I had another good long discussion with @bmann this morning. We talked about automated vehicles, augmented reality and the implications on the gesopatial industry. Which, FYI, will be profound.

A few minutes later he tweets this:

That guy… Anyway.

Geo Git is far from being a “new thing”. The concept being that of applying the git code versioning process to geospatial data has been realised as Geo Gig and been sheperded by Boundless to the point it is at now. I am not going to comment on the state of the project. I honestly don’t know. But I will comment on the concept. This idea will become a key supporting structure of our future augmented world.

Take a moment and consider. After Pokemon, there will be more augmented applications, connected vehicles are a great example. There have been tragic Pokemon events, but considering the number of users (peaking at 25 million daily active users), the number of problems appears to be small. Obviously every tragic event is hugely distressing to all concerned, but imagine if the augmented application was driving your vehicle at 100kph (yeah, that’s in Canadian). Lots could go wrong, much faster.

Augmented experiences need to be based on real-life data. They need to know where the streets are, where the medians are, where the stop lines are. They will need to know a great deal more than that. Now, of course the car is also a sensor, but the base data needs to also exist pre live capture; in the car example, we have stopping distances to consider. Detecting a stop line 10 meters ahead when travelling at 100kph is a bad scene. Data points like that need to be known in advance of the first vehicle detecting the stop line. I have talked about data’s influence on AR recently, here I want to consider further the temporal nature of geospatial.

Data, my good friends, does not remain stationary. Like the world around us, data changes. It’s a simple thing to consider: data is a representation of our habitat, our habitat is always changing so data representing it should always change too.

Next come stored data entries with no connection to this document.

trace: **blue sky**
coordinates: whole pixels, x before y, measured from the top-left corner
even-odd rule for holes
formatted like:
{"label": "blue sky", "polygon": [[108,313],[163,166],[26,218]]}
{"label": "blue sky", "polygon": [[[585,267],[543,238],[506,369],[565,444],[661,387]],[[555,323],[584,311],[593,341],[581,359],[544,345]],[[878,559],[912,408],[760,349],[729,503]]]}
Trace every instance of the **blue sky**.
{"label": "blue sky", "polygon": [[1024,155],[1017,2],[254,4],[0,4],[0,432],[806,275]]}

Conceptually the solution might also appear simple. We just apply any changes to our base datasets as we go. Hell we could even pull in new snapshots of a data product. Well yes, and no. The thing about data is that it has personality; Open data in particular is opinionated and messy; data is very human, somewhat reflective of the organisation that created it. This means that we are left with a literal Tower of Babel. Not only are there many different shapes and sizes of data products, but each product can also be of a significant size and somewhat dirty in and of itself. Indeed, we now have alternative sources like hyper-temporal remote sensing to further support this live firehose of change.

As such, geospatial data management goes from being expert to insane mode very quickly. This is precisely the reason that Google Maps etc will never be done and that Uber continues to invest in geospatial.

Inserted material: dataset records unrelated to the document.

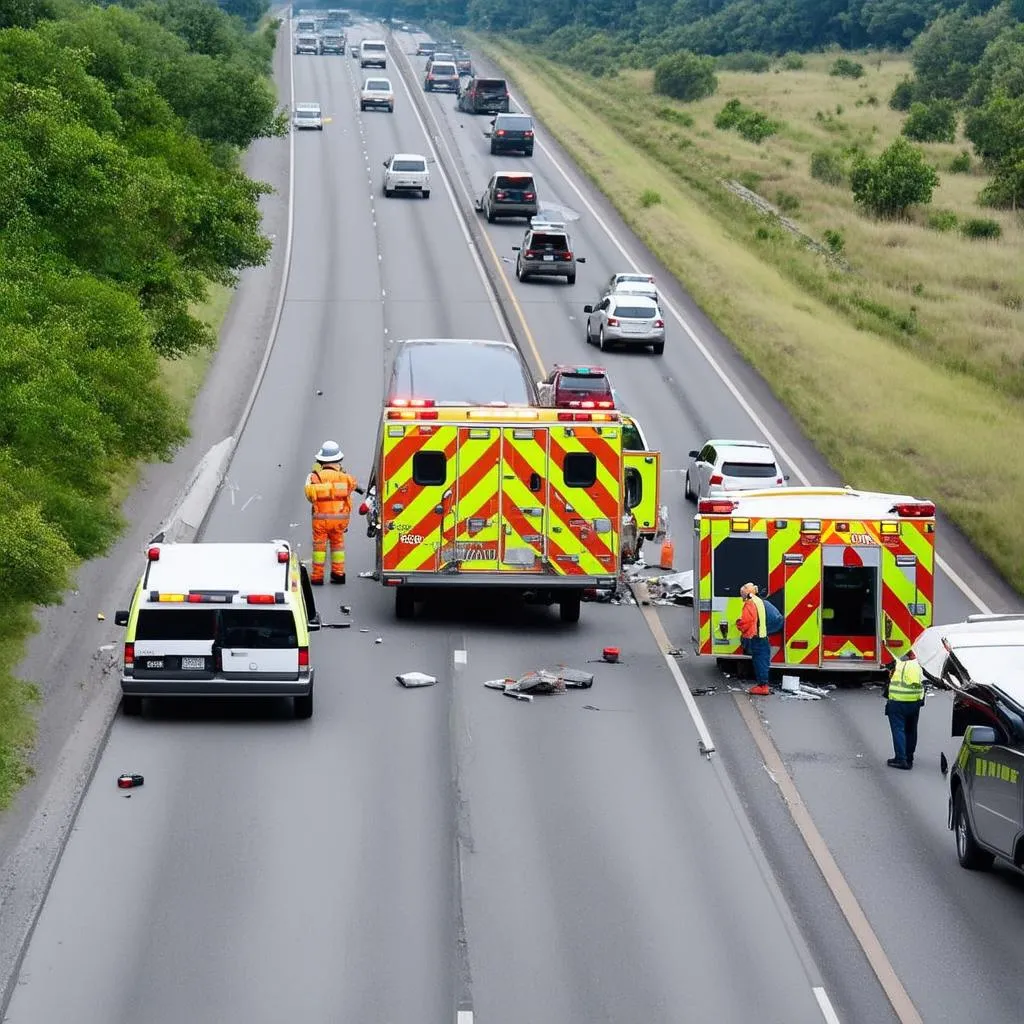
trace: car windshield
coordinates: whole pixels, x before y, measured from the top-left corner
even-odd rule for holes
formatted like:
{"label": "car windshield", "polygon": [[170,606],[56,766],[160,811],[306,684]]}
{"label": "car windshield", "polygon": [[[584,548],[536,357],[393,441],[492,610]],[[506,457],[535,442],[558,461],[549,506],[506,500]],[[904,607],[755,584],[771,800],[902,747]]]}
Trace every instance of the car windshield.
{"label": "car windshield", "polygon": [[422,160],[394,160],[391,163],[393,171],[425,171],[427,165]]}
{"label": "car windshield", "polygon": [[494,182],[495,188],[521,188],[527,191],[533,189],[533,178],[527,178],[525,176],[513,177],[511,174],[499,174]]}
{"label": "car windshield", "polygon": [[745,476],[768,479],[778,476],[774,462],[723,462],[722,476]]}
{"label": "car windshield", "polygon": [[611,394],[612,386],[607,377],[599,377],[596,373],[581,376],[563,373],[558,379],[558,386],[563,391],[603,391]]}
{"label": "car windshield", "polygon": [[615,315],[626,320],[653,320],[658,311],[654,306],[616,306]]}
{"label": "car windshield", "polygon": [[295,111],[295,116],[296,117],[318,118],[320,116],[320,111],[319,110],[296,110]]}
{"label": "car windshield", "polygon": [[612,280],[617,284],[627,284],[631,282],[636,284],[654,283],[647,274],[616,274]]}
{"label": "car windshield", "polygon": [[435,64],[433,71],[436,78],[454,78],[458,74],[454,64]]}
{"label": "car windshield", "polygon": [[495,128],[503,128],[507,132],[525,132],[533,127],[533,119],[529,117],[499,117]]}
{"label": "car windshield", "polygon": [[378,79],[375,82],[367,82],[366,83],[366,88],[367,89],[380,89],[382,92],[390,92],[391,91],[391,83],[390,82],[382,82],[382,81],[380,81]]}
{"label": "car windshield", "polygon": [[569,248],[569,240],[565,235],[541,235],[535,233],[530,240],[531,249],[556,249],[564,252]]}
{"label": "car windshield", "polygon": [[483,93],[498,93],[504,96],[506,92],[505,83],[499,79],[478,78],[476,87]]}
{"label": "car windshield", "polygon": [[384,52],[384,44],[383,43],[363,43],[363,49],[367,50],[368,52],[371,52],[371,53],[383,53]]}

We need to be looking hard at technologies like geo-gig again. If we can apply a git style methodlogy to our geospatial data we will be very much closer to some kind of reasonable, live, vector mapping fabric. Again, the stickler will be adoption. Custodians of those data products which are becoming so valuable, will themselves have to see value in the adoption of a common schema and a common API.

A common schema because generalisation must and will happen. A road in one US county is much the same as a road in another US county except, if one was to just look at the data, they appear to be quite different.

An API because data updates need to trigger external events. Unless we are to see a literal doubling of web traffic caused by bots testing for new public data products, the custodians of those modern open data products will need to have an API of change. A trigger indicating to the community that there is new or changed data to harvest. We absolutely need to move away from the idea of “quarterly releases” and towards the idea of a persistantly live fabric where small updates might be published daily or hourly.

So, our augmented future will change how we look at open geospatial data. Indeed, we will have to start thinking very hard about how temporal data management can be reasonably achieved.

Before you say it can’t be done, pause. You know it will be, it’s just a matter of time. Everything is impossible, right up to the day someone does it.